Our thinking was that by doing this, we’d be able to demonstrate the application of green coding techniques in an open project, so the ideas would be easy to adopt in other projects too. There may be only tens of thousands of Wagtail sites, but there are millions of large django sites. If we can demonstrate the principles on one high profile django project, it ought to be easier to adopt the ideas across a wide range of software using the same underlying software too.
Making a Golden Wagtail
The good news is that making a “golden” example of a Wagtail project, using the GOLD principles was quite popular. Over March and April, we learned that not only were we successful in applying to get some funding to pay for early career mentored technologists to work on the project with the Google Summer of Code, but also in getting a number of high quality proposals from motivated prospective mentee students. We had a something like 50 applications from all around the world.

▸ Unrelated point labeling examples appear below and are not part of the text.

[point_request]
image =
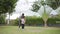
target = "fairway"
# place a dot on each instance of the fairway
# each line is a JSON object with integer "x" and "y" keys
{"x": 29, "y": 30}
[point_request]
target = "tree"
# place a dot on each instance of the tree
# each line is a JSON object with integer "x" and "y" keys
{"x": 45, "y": 15}
{"x": 7, "y": 6}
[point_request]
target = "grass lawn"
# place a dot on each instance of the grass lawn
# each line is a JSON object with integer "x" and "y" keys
{"x": 29, "y": 30}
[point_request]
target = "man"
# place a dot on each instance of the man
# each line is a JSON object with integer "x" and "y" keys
{"x": 23, "y": 20}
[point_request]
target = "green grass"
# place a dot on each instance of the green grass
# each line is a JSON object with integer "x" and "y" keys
{"x": 29, "y": 30}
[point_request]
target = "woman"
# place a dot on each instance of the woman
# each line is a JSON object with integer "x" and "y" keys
{"x": 23, "y": 20}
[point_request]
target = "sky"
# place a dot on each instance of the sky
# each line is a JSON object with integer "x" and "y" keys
{"x": 24, "y": 6}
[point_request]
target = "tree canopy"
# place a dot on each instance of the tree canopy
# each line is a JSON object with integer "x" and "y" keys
{"x": 7, "y": 6}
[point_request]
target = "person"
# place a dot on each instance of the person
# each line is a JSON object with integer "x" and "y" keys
{"x": 19, "y": 23}
{"x": 23, "y": 20}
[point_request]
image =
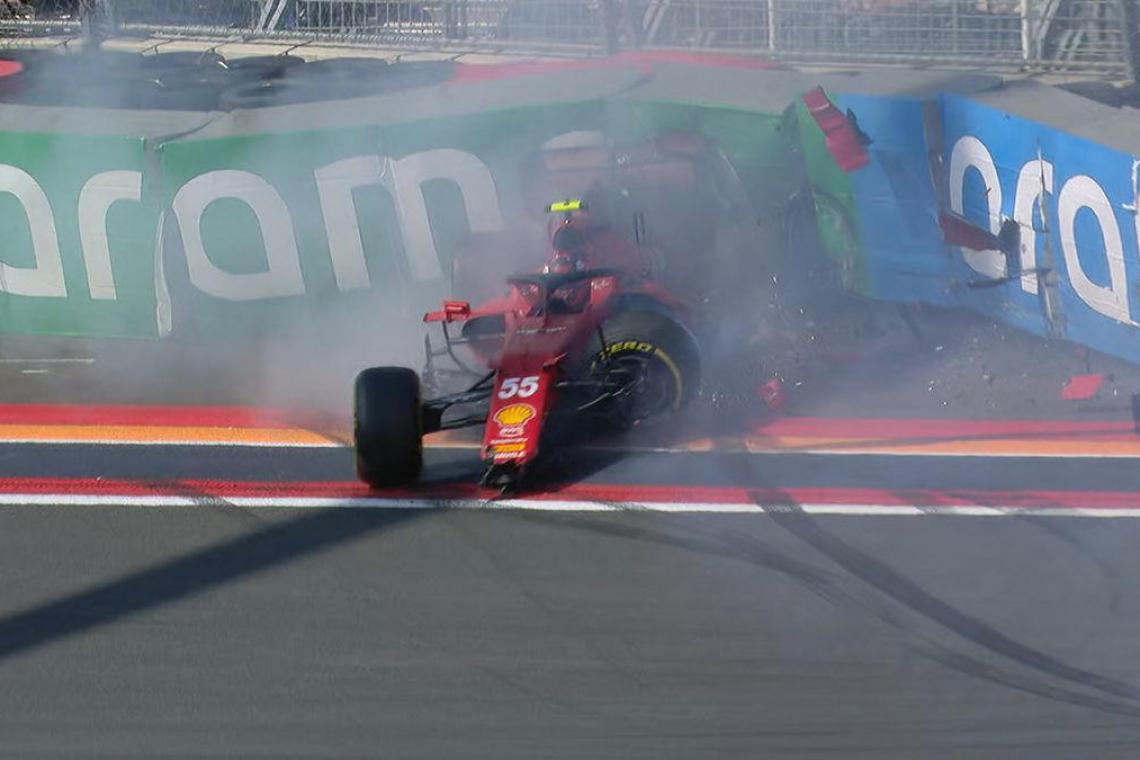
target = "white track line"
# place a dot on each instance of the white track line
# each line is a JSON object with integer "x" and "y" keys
{"x": 538, "y": 505}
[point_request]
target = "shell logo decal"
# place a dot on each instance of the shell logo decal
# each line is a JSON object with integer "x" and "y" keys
{"x": 515, "y": 415}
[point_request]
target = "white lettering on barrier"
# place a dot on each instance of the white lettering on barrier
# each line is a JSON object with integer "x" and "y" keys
{"x": 970, "y": 153}
{"x": 335, "y": 184}
{"x": 46, "y": 279}
{"x": 95, "y": 201}
{"x": 405, "y": 179}
{"x": 1033, "y": 184}
{"x": 283, "y": 272}
{"x": 1082, "y": 193}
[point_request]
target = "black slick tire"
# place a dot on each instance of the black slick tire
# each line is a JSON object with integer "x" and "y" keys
{"x": 667, "y": 352}
{"x": 388, "y": 430}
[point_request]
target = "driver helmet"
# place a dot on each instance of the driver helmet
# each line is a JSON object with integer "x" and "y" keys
{"x": 569, "y": 251}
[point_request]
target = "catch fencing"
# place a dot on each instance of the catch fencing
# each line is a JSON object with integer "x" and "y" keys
{"x": 1075, "y": 35}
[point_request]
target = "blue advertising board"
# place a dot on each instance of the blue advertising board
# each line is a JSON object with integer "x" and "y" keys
{"x": 1074, "y": 201}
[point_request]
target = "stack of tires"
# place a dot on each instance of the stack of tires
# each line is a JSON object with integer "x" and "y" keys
{"x": 200, "y": 81}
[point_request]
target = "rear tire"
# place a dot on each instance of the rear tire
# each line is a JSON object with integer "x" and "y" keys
{"x": 389, "y": 426}
{"x": 658, "y": 345}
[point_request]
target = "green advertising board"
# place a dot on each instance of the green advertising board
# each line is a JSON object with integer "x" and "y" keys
{"x": 242, "y": 229}
{"x": 78, "y": 223}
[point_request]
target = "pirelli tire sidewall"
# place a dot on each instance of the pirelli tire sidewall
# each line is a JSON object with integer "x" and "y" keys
{"x": 659, "y": 337}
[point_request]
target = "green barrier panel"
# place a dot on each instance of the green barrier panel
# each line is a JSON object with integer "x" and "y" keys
{"x": 268, "y": 233}
{"x": 79, "y": 236}
{"x": 833, "y": 201}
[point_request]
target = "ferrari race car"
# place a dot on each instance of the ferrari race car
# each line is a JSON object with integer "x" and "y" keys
{"x": 591, "y": 343}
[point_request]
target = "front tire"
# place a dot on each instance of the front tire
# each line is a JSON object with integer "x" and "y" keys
{"x": 388, "y": 428}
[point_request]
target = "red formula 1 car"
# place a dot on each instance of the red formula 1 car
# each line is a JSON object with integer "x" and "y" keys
{"x": 593, "y": 342}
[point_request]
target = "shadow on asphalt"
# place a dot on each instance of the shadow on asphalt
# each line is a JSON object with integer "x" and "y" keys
{"x": 193, "y": 573}
{"x": 871, "y": 586}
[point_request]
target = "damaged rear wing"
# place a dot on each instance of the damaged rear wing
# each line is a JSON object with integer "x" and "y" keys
{"x": 846, "y": 141}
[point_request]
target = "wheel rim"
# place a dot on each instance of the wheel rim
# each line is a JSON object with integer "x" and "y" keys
{"x": 649, "y": 382}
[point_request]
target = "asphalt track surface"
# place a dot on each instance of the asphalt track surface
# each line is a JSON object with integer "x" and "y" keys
{"x": 216, "y": 630}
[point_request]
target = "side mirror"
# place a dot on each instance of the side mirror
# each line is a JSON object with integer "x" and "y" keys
{"x": 456, "y": 310}
{"x": 640, "y": 228}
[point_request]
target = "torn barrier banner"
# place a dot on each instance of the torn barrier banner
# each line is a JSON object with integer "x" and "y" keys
{"x": 271, "y": 231}
{"x": 1077, "y": 272}
{"x": 79, "y": 236}
{"x": 255, "y": 235}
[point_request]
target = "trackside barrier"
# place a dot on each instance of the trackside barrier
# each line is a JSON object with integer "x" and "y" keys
{"x": 254, "y": 221}
{"x": 1076, "y": 271}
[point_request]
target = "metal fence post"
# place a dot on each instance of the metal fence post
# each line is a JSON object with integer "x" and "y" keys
{"x": 773, "y": 25}
{"x": 1130, "y": 14}
{"x": 610, "y": 17}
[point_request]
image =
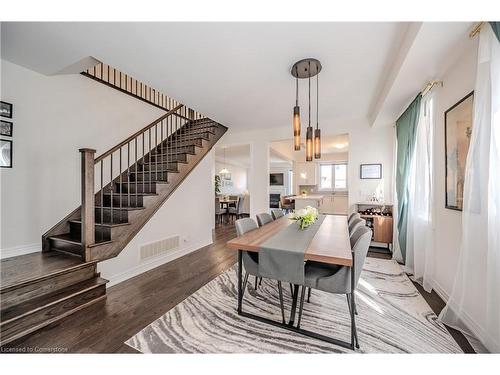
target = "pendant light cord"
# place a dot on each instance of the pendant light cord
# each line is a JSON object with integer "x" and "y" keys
{"x": 309, "y": 93}
{"x": 317, "y": 98}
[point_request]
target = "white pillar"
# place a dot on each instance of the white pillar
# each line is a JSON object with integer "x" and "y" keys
{"x": 258, "y": 181}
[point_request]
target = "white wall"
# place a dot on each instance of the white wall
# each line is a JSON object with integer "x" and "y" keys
{"x": 458, "y": 81}
{"x": 54, "y": 117}
{"x": 188, "y": 213}
{"x": 239, "y": 177}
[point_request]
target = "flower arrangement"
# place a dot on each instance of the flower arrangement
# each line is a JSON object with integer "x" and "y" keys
{"x": 305, "y": 216}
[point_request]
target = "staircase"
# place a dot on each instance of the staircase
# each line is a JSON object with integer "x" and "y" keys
{"x": 121, "y": 190}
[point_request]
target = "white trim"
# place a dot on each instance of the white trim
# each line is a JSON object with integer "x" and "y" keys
{"x": 15, "y": 251}
{"x": 156, "y": 262}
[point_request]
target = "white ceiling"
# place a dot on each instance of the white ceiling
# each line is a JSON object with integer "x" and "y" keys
{"x": 238, "y": 73}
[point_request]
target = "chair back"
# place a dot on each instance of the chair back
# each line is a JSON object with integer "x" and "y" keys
{"x": 355, "y": 224}
{"x": 264, "y": 218}
{"x": 354, "y": 215}
{"x": 245, "y": 225}
{"x": 360, "y": 243}
{"x": 276, "y": 213}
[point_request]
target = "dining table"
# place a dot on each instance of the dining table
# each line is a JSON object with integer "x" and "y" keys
{"x": 330, "y": 244}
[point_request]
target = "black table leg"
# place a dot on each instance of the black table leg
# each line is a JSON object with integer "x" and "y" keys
{"x": 294, "y": 304}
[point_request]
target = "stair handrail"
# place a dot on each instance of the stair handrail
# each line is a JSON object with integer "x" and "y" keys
{"x": 137, "y": 133}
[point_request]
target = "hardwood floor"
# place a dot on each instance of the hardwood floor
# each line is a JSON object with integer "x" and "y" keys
{"x": 137, "y": 302}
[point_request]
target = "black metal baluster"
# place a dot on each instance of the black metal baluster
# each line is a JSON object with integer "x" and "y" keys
{"x": 136, "y": 175}
{"x": 143, "y": 164}
{"x": 111, "y": 184}
{"x": 128, "y": 173}
{"x": 102, "y": 194}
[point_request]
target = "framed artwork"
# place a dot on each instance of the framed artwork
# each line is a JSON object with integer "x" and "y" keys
{"x": 457, "y": 133}
{"x": 6, "y": 128}
{"x": 5, "y": 153}
{"x": 370, "y": 171}
{"x": 5, "y": 109}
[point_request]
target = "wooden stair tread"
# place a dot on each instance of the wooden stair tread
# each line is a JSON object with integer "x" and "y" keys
{"x": 27, "y": 268}
{"x": 18, "y": 311}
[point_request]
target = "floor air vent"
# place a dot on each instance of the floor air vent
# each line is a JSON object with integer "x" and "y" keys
{"x": 158, "y": 248}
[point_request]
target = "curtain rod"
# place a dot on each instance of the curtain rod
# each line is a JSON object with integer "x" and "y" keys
{"x": 476, "y": 30}
{"x": 430, "y": 85}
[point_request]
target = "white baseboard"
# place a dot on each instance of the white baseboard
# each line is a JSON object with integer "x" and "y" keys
{"x": 15, "y": 251}
{"x": 156, "y": 262}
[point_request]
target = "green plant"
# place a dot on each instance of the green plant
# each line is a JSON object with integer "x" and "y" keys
{"x": 217, "y": 184}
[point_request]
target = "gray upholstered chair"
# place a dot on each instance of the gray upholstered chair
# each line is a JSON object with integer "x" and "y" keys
{"x": 355, "y": 224}
{"x": 354, "y": 215}
{"x": 264, "y": 218}
{"x": 276, "y": 213}
{"x": 251, "y": 260}
{"x": 219, "y": 212}
{"x": 336, "y": 279}
{"x": 287, "y": 204}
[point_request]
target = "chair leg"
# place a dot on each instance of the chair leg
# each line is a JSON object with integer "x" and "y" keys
{"x": 280, "y": 291}
{"x": 244, "y": 285}
{"x": 301, "y": 307}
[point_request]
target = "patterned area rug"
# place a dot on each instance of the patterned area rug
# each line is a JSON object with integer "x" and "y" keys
{"x": 392, "y": 318}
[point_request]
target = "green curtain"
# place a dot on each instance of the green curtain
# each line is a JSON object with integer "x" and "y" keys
{"x": 406, "y": 127}
{"x": 496, "y": 29}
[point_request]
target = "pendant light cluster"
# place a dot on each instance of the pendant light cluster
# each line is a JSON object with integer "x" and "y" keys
{"x": 307, "y": 68}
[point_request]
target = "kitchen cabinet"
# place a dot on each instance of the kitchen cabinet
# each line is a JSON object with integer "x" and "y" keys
{"x": 334, "y": 204}
{"x": 306, "y": 173}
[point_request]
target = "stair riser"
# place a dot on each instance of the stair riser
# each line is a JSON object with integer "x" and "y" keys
{"x": 160, "y": 166}
{"x": 25, "y": 292}
{"x": 27, "y": 324}
{"x": 132, "y": 188}
{"x": 149, "y": 176}
{"x": 100, "y": 232}
{"x": 67, "y": 247}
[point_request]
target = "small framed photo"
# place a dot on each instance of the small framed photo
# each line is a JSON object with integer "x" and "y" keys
{"x": 370, "y": 171}
{"x": 6, "y": 128}
{"x": 5, "y": 109}
{"x": 5, "y": 153}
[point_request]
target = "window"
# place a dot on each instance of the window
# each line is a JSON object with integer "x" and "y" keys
{"x": 333, "y": 176}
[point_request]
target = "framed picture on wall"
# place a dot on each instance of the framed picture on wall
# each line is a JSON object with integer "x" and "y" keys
{"x": 6, "y": 128}
{"x": 5, "y": 153}
{"x": 457, "y": 133}
{"x": 370, "y": 171}
{"x": 5, "y": 109}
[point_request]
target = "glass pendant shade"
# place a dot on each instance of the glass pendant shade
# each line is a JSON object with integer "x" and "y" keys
{"x": 296, "y": 127}
{"x": 309, "y": 144}
{"x": 317, "y": 144}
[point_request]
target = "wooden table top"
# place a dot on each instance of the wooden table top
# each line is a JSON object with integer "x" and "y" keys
{"x": 330, "y": 244}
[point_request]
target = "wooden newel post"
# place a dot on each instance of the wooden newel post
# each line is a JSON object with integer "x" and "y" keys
{"x": 88, "y": 201}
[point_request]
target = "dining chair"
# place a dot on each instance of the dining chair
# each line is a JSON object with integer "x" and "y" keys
{"x": 287, "y": 204}
{"x": 237, "y": 211}
{"x": 355, "y": 224}
{"x": 251, "y": 260}
{"x": 336, "y": 279}
{"x": 264, "y": 218}
{"x": 219, "y": 212}
{"x": 276, "y": 213}
{"x": 354, "y": 215}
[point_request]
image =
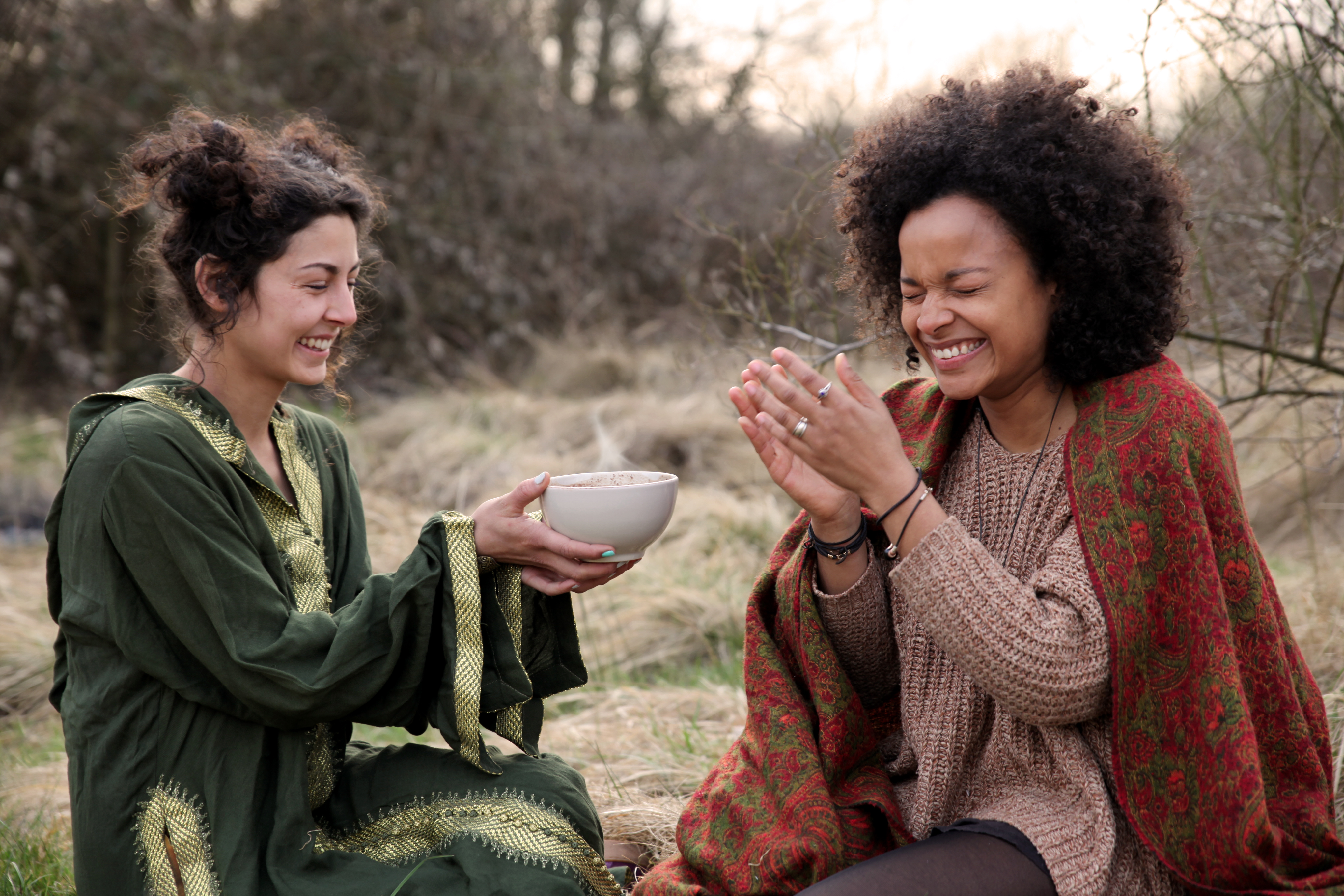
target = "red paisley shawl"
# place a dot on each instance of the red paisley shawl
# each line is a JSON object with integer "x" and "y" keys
{"x": 1221, "y": 741}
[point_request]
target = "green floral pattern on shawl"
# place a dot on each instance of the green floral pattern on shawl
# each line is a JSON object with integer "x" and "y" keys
{"x": 1221, "y": 741}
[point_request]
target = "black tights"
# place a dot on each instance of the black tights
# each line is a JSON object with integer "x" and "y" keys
{"x": 951, "y": 864}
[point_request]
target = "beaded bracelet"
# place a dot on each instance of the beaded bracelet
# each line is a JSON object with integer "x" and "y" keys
{"x": 838, "y": 551}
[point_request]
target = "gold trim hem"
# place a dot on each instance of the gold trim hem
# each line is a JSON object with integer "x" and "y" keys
{"x": 514, "y": 825}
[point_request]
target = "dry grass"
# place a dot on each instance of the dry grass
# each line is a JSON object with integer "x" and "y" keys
{"x": 663, "y": 643}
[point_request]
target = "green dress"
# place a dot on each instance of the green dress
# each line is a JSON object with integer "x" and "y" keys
{"x": 218, "y": 643}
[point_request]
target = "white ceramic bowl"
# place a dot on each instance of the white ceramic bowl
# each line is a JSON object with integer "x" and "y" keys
{"x": 627, "y": 510}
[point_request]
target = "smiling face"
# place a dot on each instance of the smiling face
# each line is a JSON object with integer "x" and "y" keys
{"x": 300, "y": 304}
{"x": 975, "y": 307}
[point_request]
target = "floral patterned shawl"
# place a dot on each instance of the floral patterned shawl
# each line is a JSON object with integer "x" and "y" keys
{"x": 1221, "y": 742}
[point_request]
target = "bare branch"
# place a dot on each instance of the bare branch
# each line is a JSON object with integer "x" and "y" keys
{"x": 1260, "y": 350}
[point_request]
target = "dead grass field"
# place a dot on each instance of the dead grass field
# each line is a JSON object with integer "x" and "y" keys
{"x": 663, "y": 643}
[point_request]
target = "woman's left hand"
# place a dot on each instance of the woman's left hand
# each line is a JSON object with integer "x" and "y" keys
{"x": 850, "y": 438}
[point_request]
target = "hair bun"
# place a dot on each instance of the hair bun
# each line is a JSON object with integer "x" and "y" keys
{"x": 195, "y": 163}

After reading all the proposals from students outlining how they would spend their summer making a GOLD version of Wagtail, scoring them and ranking internally, two students made it through. Aman Pandey in Noida, Uttar Pradesh, India, and Paarth Agarwal from Agra, Uttar Pradesh, India.
What is being worked on?
During the first weeks, a good amount of time has been dedicated to letting the mentors and mentees get to know each other, building trust, and looking over the work in the proposals that the mentees had shared to see how it would fit into the public roadmap for Wagtail.
Already though, we have a few wins.
The wagtail documentation site has some new official guidance for sustainability considerations on wagtail projects as you can see in the screenshot below:
It also looks like we’re on track to land a major feature in July, to add AVIF image support into Wagtail.
Large images on websites are one of the first things you might look to work on when auditing and improving a site. The nice thing about AVIF image support is that by using it, you can commonly achieve 2-4 fold savings in filesize compared to PNG and JPEG images – by far the most common formats.
One other part of the work we are doing is to set up a “measurement harness” using Green Coding Berlin’s open source Green Metrics Tools , and the “Wagtail Bakery” Demo as a benchmark. This will quantify the impact of the changes we make in terms of resource usage on the server serving the site, but also in the browser rendering the images.
By doing this, we’ll know if making a change might improve things on the server or might make things worse in the browsers viewing the site served, and vice versa.
You can expect future posts on the Wagtail blog as our mentee students, working with mentors from Torchbox and Green Coding Berlin continue working on making a greener Wagtail.